The improved 8110i model, announced in March 1997, was the first phone with the SSMS (Smart SMS) engine. The handsets could be updated OTA (Over The Air) with an intelligent menu structure, which allowed simple information input, input which was sent through a simple structured text message to an MT receiver. This station could interpret information and send a structured text message back to the handset. Ring tone receiving by SMS was also part of the smart messaging protocol, so 8110i was also the first mobile phone to support it. Nokia later stopped marketing Smart messaging and concentrated on the upcoming WAP standard, but has not dropped smart messaging support from later phones.
The 8110 is visually the same as the 8110i, apart from on the earlier model, the Nokia logo appears in white.

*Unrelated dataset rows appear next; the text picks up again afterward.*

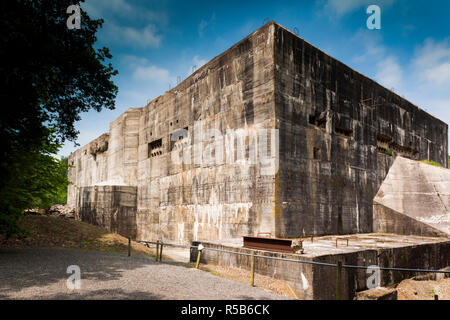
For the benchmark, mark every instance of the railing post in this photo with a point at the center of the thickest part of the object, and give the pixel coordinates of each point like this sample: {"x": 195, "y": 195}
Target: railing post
{"x": 252, "y": 267}
{"x": 338, "y": 281}
{"x": 199, "y": 249}
{"x": 157, "y": 249}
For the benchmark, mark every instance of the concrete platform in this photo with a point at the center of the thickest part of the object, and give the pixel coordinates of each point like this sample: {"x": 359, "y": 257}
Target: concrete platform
{"x": 319, "y": 282}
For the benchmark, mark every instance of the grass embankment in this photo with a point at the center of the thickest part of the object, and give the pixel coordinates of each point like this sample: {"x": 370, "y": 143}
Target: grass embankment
{"x": 56, "y": 232}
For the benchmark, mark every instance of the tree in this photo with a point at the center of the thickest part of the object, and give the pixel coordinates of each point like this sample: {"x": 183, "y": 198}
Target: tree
{"x": 49, "y": 74}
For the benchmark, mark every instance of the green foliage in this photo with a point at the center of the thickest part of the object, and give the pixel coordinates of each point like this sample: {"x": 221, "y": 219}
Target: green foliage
{"x": 48, "y": 76}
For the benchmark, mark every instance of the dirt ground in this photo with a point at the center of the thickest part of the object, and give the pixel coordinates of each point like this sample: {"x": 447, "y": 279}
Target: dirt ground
{"x": 240, "y": 275}
{"x": 57, "y": 232}
{"x": 424, "y": 289}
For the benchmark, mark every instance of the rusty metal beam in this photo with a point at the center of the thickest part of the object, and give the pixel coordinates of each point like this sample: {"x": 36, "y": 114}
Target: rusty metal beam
{"x": 270, "y": 244}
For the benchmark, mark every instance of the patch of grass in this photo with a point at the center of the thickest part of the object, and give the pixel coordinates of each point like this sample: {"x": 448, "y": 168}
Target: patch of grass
{"x": 48, "y": 232}
{"x": 432, "y": 163}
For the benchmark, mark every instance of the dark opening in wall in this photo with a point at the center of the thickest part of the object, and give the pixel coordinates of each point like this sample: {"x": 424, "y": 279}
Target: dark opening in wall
{"x": 344, "y": 131}
{"x": 179, "y": 138}
{"x": 316, "y": 153}
{"x": 318, "y": 119}
{"x": 155, "y": 148}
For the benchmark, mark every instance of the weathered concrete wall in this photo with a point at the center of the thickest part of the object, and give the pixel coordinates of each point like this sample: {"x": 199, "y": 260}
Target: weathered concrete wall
{"x": 414, "y": 199}
{"x": 337, "y": 132}
{"x": 88, "y": 167}
{"x": 112, "y": 207}
{"x": 337, "y": 129}
{"x": 190, "y": 201}
{"x": 319, "y": 282}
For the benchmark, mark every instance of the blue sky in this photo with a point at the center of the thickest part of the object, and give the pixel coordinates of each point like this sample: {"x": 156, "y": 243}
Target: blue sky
{"x": 155, "y": 43}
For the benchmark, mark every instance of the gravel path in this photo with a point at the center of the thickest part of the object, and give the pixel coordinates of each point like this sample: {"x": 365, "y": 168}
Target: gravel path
{"x": 41, "y": 274}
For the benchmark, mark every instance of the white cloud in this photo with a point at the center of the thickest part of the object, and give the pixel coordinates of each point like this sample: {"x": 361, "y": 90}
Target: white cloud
{"x": 342, "y": 7}
{"x": 373, "y": 50}
{"x": 152, "y": 73}
{"x": 432, "y": 63}
{"x": 389, "y": 73}
{"x": 108, "y": 8}
{"x": 143, "y": 70}
{"x": 142, "y": 38}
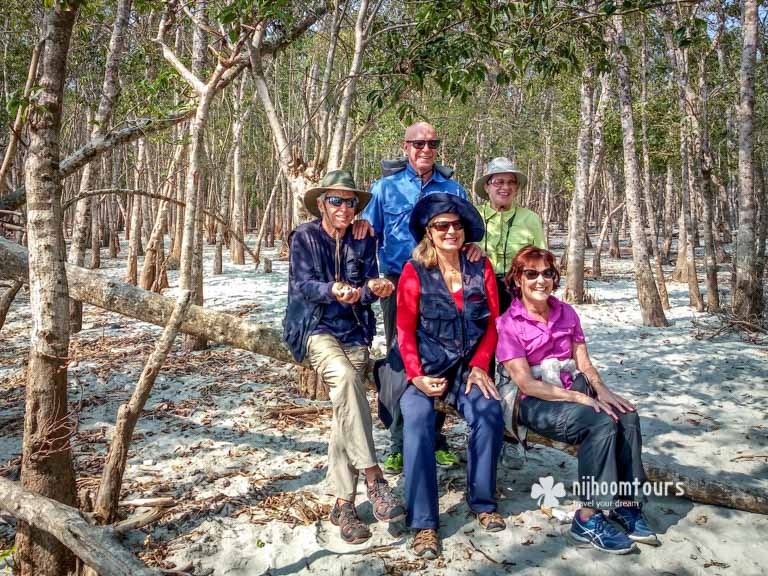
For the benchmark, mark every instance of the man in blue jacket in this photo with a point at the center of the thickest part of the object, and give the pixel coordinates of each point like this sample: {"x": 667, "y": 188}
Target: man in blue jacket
{"x": 388, "y": 212}
{"x": 333, "y": 280}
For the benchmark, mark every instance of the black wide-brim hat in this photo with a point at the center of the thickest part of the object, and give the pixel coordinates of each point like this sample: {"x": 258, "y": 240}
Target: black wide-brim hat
{"x": 441, "y": 203}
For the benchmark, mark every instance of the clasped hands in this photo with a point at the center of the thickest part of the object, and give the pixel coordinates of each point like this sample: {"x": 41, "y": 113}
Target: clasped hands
{"x": 346, "y": 294}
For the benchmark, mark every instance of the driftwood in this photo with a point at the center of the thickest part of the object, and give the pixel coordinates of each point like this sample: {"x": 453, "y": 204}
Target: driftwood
{"x": 102, "y": 291}
{"x": 96, "y": 546}
{"x": 128, "y": 416}
{"x": 700, "y": 488}
{"x": 734, "y": 493}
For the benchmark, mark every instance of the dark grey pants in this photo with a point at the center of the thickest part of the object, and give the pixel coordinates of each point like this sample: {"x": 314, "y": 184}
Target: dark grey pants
{"x": 609, "y": 455}
{"x": 389, "y": 312}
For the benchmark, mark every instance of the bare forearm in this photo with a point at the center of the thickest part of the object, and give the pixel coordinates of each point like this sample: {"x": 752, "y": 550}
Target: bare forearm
{"x": 544, "y": 391}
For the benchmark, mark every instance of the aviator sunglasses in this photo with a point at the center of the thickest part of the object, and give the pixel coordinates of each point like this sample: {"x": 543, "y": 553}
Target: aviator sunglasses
{"x": 531, "y": 274}
{"x": 419, "y": 144}
{"x": 338, "y": 201}
{"x": 446, "y": 225}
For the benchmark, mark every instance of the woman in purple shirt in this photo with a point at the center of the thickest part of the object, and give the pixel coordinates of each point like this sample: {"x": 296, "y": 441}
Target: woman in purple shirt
{"x": 561, "y": 396}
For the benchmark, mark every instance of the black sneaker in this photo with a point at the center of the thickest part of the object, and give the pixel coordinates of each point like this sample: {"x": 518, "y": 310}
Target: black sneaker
{"x": 386, "y": 506}
{"x": 353, "y": 530}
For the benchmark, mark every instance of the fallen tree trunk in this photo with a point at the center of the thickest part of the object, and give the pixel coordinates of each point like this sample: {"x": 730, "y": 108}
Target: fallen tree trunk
{"x": 102, "y": 291}
{"x": 734, "y": 492}
{"x": 94, "y": 148}
{"x": 97, "y": 547}
{"x": 129, "y": 413}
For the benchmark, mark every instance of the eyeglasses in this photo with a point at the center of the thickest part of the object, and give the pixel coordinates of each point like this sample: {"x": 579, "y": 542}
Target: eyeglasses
{"x": 338, "y": 201}
{"x": 500, "y": 182}
{"x": 445, "y": 225}
{"x": 419, "y": 144}
{"x": 531, "y": 274}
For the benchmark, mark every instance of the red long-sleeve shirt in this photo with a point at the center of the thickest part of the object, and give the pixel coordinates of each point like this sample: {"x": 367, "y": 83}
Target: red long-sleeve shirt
{"x": 408, "y": 290}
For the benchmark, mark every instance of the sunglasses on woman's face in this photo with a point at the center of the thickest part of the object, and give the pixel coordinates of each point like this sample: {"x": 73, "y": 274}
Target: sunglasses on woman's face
{"x": 531, "y": 274}
{"x": 338, "y": 201}
{"x": 419, "y": 144}
{"x": 445, "y": 225}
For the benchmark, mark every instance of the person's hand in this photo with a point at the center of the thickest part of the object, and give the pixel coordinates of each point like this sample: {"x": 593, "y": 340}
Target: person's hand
{"x": 381, "y": 287}
{"x": 361, "y": 229}
{"x": 473, "y": 252}
{"x": 479, "y": 377}
{"x": 596, "y": 404}
{"x": 613, "y": 400}
{"x": 344, "y": 293}
{"x": 431, "y": 386}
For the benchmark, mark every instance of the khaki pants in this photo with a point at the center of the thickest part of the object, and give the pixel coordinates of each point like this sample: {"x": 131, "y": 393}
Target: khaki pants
{"x": 351, "y": 446}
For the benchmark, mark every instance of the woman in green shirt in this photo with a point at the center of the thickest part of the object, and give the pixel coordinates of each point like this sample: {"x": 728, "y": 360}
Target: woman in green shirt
{"x": 508, "y": 227}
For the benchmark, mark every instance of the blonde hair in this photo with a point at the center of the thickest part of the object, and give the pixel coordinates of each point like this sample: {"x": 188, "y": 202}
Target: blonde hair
{"x": 425, "y": 253}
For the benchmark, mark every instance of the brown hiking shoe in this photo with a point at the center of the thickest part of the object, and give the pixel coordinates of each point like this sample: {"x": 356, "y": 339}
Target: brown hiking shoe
{"x": 386, "y": 506}
{"x": 491, "y": 521}
{"x": 353, "y": 530}
{"x": 426, "y": 544}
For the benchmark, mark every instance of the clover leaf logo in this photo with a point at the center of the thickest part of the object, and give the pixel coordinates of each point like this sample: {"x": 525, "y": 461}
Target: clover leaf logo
{"x": 547, "y": 490}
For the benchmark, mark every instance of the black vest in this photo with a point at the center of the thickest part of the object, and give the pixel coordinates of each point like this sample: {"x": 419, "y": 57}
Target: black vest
{"x": 445, "y": 336}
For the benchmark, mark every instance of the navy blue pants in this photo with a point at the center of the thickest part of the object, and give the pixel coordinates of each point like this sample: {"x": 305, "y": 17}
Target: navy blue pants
{"x": 486, "y": 425}
{"x": 610, "y": 453}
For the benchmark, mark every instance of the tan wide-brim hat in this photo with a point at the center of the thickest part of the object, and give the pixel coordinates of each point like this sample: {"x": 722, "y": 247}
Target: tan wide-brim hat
{"x": 500, "y": 165}
{"x": 335, "y": 180}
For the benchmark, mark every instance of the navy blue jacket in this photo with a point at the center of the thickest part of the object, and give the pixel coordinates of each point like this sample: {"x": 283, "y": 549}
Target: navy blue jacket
{"x": 312, "y": 307}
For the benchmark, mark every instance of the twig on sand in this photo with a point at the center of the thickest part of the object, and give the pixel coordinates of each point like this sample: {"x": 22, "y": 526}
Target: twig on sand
{"x": 489, "y": 558}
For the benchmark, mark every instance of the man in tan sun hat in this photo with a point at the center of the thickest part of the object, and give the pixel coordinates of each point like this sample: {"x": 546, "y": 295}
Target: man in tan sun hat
{"x": 333, "y": 279}
{"x": 508, "y": 227}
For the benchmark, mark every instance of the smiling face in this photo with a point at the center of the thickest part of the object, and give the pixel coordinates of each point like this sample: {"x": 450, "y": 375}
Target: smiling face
{"x": 538, "y": 289}
{"x": 420, "y": 160}
{"x": 336, "y": 217}
{"x": 444, "y": 233}
{"x": 502, "y": 189}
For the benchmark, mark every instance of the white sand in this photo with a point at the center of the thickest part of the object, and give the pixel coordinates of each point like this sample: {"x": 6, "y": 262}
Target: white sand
{"x": 208, "y": 442}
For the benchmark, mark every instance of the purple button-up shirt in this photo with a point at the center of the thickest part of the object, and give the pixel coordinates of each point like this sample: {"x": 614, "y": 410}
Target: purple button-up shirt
{"x": 520, "y": 336}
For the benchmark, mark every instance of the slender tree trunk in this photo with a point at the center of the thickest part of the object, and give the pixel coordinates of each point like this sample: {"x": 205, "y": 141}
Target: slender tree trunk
{"x": 746, "y": 300}
{"x": 6, "y": 299}
{"x": 95, "y": 232}
{"x": 362, "y": 25}
{"x": 574, "y": 287}
{"x": 109, "y": 92}
{"x": 687, "y": 184}
{"x": 134, "y": 242}
{"x": 546, "y": 210}
{"x": 648, "y": 295}
{"x": 10, "y": 151}
{"x": 46, "y": 465}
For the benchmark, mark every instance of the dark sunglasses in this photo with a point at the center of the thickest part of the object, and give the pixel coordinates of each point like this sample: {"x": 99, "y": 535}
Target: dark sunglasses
{"x": 531, "y": 274}
{"x": 338, "y": 201}
{"x": 419, "y": 144}
{"x": 446, "y": 225}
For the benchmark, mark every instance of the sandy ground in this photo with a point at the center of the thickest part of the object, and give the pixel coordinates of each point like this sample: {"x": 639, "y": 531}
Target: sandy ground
{"x": 249, "y": 484}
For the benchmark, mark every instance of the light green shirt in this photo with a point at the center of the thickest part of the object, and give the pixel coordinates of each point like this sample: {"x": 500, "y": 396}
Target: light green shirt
{"x": 507, "y": 232}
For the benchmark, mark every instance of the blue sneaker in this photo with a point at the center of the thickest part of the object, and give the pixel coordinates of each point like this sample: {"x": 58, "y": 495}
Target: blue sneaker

8110 and 8110i models were succeeded by Nokia 8810 in 1998, while the 8146 and 8148 models were succeeded by Nokia 7110 in 1999.

==Cultural references==
An altered version of this phone was famously featured in the science fiction action film The Matrix (1999), for which it was modified featuring a spring-loaded mechanism (this actually appeared on the Nokia 7110).

==Variants==
- The Nokia 8146/8148 for the GSM-1800 band.
- The Nokia 3110 shared the same engine.